Чёрный фимиам (СИ)
– У того, у кого есть яд, обычно есть и противоядие, – произнёс Истр. – Сколько у нас времени?
– Не знаю, – Эша по-прежнему избегала смотреть на него. – Однажды мы не сразу отыскали старшую, и порошок не помог. Оцарапавшаяся девушка умерла к вечеру.
Истр на мгновение прикрыл глаза, сосредоточиваясь. Путаное переплетение множества мерцаний пульсировало и переливалось.
«Где остановился саворрийский купец?» – спросил Безликий в пространство и в то же мгновение увидел высокие стены самого дорогого гостиного дома Миль-Канаса.
«Нам отправляться туда, повелитель?» – отозвался Ишту – тот из мечников, кто отправил господину образ.
«Да.

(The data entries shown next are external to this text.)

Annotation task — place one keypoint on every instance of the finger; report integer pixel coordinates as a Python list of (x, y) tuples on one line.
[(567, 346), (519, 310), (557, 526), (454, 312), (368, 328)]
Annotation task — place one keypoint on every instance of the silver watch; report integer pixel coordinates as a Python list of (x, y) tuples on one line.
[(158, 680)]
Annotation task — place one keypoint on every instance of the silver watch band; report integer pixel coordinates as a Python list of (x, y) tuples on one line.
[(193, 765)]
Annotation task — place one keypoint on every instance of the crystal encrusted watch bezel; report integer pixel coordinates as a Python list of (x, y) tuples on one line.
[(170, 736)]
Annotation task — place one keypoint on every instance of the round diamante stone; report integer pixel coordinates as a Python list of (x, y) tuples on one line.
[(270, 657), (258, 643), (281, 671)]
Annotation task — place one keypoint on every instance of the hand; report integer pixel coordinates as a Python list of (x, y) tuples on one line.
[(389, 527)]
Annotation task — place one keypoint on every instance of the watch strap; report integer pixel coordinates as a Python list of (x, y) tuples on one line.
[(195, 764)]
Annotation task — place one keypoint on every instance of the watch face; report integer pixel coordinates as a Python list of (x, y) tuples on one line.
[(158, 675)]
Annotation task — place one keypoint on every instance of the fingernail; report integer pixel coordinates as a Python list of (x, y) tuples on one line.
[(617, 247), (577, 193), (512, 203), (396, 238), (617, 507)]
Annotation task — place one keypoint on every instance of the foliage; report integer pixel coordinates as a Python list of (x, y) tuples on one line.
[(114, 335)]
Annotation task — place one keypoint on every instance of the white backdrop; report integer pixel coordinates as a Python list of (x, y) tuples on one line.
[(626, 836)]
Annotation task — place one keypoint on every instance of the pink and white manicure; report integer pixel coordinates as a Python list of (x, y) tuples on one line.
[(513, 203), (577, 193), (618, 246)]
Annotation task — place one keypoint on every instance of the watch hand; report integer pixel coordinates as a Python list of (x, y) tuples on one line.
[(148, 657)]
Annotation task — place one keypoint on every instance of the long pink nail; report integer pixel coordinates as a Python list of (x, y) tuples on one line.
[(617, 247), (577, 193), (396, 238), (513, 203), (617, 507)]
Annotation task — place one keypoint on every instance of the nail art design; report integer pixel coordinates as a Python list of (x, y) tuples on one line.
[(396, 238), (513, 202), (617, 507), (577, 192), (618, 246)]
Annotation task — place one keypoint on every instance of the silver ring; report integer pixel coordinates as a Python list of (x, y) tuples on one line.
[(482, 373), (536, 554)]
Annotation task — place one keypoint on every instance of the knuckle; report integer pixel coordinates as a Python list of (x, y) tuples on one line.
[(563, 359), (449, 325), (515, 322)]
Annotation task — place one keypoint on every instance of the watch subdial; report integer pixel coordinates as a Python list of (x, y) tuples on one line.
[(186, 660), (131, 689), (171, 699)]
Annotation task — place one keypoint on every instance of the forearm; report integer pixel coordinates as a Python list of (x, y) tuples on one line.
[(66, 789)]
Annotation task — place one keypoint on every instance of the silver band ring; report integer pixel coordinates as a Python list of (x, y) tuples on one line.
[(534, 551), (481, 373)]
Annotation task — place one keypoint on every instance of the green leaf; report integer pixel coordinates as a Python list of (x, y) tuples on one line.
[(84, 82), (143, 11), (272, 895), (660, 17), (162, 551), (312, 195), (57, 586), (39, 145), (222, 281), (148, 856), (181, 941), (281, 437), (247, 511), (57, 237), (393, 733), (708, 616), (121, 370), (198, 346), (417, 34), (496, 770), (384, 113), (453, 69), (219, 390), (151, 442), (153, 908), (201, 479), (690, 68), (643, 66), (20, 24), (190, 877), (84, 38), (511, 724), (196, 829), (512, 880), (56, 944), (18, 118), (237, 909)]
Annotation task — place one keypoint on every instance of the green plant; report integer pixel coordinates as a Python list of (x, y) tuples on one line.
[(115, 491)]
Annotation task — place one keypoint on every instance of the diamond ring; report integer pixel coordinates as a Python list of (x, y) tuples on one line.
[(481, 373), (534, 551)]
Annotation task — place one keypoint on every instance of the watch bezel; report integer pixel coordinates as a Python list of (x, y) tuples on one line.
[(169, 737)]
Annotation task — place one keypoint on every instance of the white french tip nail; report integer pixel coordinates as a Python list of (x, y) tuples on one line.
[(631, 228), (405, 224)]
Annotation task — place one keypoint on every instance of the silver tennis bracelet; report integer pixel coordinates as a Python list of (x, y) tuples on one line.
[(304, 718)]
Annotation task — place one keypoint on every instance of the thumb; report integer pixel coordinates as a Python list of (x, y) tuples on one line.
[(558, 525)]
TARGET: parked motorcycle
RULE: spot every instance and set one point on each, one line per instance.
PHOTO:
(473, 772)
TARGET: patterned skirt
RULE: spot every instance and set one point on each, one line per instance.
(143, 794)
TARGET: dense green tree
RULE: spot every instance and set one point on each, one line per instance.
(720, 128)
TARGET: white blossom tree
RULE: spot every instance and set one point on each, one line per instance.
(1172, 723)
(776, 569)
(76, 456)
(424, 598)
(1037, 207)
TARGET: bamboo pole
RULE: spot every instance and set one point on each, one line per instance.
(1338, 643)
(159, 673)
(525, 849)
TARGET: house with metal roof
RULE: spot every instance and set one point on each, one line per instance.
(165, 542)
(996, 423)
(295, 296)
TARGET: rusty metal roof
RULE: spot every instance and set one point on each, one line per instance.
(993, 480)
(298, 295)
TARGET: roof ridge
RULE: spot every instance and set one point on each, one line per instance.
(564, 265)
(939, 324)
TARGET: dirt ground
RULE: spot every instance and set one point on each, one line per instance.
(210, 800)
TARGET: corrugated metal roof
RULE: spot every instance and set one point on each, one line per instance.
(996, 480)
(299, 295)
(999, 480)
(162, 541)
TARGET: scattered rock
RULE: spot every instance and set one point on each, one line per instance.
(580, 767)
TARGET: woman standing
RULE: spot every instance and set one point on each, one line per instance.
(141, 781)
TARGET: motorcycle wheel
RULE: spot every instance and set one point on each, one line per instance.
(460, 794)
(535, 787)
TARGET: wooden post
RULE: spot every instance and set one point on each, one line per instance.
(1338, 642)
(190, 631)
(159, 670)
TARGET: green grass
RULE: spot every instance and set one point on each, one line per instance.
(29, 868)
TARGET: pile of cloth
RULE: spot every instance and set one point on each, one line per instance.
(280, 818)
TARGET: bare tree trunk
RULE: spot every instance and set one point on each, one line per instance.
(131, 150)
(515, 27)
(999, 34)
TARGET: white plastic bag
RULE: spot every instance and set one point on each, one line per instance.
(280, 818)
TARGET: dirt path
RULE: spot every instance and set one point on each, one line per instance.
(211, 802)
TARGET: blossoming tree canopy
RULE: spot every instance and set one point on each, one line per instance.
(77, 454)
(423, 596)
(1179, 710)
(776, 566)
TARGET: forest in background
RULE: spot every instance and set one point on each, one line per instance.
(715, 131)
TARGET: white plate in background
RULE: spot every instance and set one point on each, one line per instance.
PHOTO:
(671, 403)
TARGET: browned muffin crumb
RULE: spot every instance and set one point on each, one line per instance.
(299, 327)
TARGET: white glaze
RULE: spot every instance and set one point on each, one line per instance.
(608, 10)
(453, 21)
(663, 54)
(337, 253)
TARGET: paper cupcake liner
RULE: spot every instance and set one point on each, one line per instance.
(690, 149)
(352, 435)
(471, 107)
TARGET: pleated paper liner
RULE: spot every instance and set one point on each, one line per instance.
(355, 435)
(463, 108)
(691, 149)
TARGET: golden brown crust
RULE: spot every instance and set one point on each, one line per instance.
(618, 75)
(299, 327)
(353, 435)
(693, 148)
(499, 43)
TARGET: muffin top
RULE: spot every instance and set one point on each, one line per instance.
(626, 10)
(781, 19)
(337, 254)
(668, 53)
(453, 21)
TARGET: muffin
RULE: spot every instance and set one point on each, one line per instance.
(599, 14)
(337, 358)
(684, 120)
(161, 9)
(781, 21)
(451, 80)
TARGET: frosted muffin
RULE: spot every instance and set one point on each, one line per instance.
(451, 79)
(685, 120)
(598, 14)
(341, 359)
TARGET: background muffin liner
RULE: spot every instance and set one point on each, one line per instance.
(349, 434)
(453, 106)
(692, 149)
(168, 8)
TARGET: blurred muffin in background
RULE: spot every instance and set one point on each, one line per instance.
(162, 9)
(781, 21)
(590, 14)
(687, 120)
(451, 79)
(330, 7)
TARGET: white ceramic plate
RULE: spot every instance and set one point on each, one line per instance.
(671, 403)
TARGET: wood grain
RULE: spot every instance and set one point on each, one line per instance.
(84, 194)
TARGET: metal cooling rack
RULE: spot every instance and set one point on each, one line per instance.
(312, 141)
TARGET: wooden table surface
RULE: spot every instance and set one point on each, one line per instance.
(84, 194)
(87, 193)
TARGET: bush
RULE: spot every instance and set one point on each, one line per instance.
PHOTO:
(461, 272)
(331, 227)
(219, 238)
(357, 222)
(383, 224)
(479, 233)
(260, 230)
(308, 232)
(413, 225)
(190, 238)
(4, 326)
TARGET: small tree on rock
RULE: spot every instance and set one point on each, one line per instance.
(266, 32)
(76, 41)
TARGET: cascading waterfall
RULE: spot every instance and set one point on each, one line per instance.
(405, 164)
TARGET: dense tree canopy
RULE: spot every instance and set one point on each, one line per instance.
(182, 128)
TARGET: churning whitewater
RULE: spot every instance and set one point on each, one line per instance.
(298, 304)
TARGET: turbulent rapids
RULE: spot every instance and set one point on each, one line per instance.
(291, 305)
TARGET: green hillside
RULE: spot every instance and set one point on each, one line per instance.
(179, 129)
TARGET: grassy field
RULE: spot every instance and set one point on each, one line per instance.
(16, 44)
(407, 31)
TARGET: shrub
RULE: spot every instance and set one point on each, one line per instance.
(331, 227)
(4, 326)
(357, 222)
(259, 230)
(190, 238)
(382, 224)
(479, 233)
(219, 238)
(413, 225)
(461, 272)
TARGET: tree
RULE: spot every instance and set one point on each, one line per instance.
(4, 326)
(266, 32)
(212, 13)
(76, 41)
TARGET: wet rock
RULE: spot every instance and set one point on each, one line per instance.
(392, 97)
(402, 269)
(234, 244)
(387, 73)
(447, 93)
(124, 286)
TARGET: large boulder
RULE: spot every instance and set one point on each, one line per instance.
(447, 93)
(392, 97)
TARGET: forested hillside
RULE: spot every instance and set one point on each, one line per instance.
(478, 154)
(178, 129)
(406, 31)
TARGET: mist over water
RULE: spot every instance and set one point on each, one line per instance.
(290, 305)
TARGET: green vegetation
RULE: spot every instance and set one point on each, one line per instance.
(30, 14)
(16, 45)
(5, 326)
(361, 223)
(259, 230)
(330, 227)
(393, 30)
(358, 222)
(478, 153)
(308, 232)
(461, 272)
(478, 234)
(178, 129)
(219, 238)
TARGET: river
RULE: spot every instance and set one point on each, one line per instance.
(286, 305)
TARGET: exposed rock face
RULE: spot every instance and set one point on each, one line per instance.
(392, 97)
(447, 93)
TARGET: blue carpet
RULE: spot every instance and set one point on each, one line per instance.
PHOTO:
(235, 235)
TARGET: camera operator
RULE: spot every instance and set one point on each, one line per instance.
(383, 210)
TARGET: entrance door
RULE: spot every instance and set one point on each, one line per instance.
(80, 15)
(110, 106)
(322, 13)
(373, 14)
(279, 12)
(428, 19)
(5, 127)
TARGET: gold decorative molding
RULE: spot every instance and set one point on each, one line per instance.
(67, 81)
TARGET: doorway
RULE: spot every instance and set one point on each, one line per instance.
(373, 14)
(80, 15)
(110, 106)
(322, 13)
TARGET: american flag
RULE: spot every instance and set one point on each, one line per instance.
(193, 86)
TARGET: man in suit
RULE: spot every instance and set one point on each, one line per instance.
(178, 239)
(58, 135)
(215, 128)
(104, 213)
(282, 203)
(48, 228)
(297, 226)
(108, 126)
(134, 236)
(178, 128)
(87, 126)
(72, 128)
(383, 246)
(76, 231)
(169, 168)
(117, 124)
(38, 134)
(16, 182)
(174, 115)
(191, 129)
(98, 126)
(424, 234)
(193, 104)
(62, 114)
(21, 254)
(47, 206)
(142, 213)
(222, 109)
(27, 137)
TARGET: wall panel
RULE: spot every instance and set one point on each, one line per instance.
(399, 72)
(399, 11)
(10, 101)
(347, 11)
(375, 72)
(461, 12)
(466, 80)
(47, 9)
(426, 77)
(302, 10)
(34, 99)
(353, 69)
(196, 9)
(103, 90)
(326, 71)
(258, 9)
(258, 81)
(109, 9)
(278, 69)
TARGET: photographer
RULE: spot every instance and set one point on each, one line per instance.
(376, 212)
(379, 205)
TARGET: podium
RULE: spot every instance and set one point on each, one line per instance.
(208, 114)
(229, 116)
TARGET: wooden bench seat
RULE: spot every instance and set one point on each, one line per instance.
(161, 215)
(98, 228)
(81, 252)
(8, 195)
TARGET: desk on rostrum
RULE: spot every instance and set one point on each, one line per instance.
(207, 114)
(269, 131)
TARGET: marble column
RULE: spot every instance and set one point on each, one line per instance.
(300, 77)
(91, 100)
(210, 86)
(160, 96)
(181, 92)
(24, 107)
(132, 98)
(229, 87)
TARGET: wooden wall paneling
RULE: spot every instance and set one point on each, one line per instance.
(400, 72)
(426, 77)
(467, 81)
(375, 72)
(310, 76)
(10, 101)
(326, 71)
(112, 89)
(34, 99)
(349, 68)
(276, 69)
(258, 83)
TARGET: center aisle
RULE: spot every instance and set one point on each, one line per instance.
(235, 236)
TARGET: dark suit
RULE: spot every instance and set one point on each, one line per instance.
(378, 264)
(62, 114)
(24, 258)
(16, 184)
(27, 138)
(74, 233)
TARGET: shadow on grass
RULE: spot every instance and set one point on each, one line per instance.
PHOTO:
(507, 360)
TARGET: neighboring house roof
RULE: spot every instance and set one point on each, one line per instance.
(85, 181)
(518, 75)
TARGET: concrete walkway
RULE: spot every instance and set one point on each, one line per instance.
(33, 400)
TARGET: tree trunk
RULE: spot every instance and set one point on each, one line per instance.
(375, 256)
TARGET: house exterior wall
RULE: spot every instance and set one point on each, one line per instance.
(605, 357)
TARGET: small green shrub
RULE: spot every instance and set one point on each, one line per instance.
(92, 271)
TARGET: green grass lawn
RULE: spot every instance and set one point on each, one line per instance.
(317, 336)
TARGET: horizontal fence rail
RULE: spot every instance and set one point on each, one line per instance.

И возьмите эту крысомордую».
Через миг Безликий открыл глаза и внимательно посмотрел на испуганную Эшу.
– Вот как мы поступим, дитя моё, – сказал он, обращаясь сразу к обеим девушкам – заплаканной дочери и той, что говорила её голосом, – отправимся туда, где жил этот «купец», и поищем противоядие.
Аурика сразу же с готовностью поднялась. Несмотря на вынужденную немоту, опухшие глаза и нос, она выглядела очень решительно, в отличие Эши, которая пребывала в сильнейшем смятении.
– Не надо бояться, – успокоил девушку Истр. – Всё плохое для тебя уже закончилось. Ты сделала то, что могла. А самое главное – ты сделала это вовремя. Засвистела, подняла тревогу. Знай: Храм не забывает добра.
Сказав так, он всмотрелся в переплетение мерцающих нитей и осторожно потянул их на себя. Мир вокруг на мгновение задрожал, реальность истончилась. Время остановило бег. Две девушки замерли, продолжая держаться за руки. Для них сейчас ничего не существовало – только миг перехода. А вот Безликий мог длить это мгновение много часов.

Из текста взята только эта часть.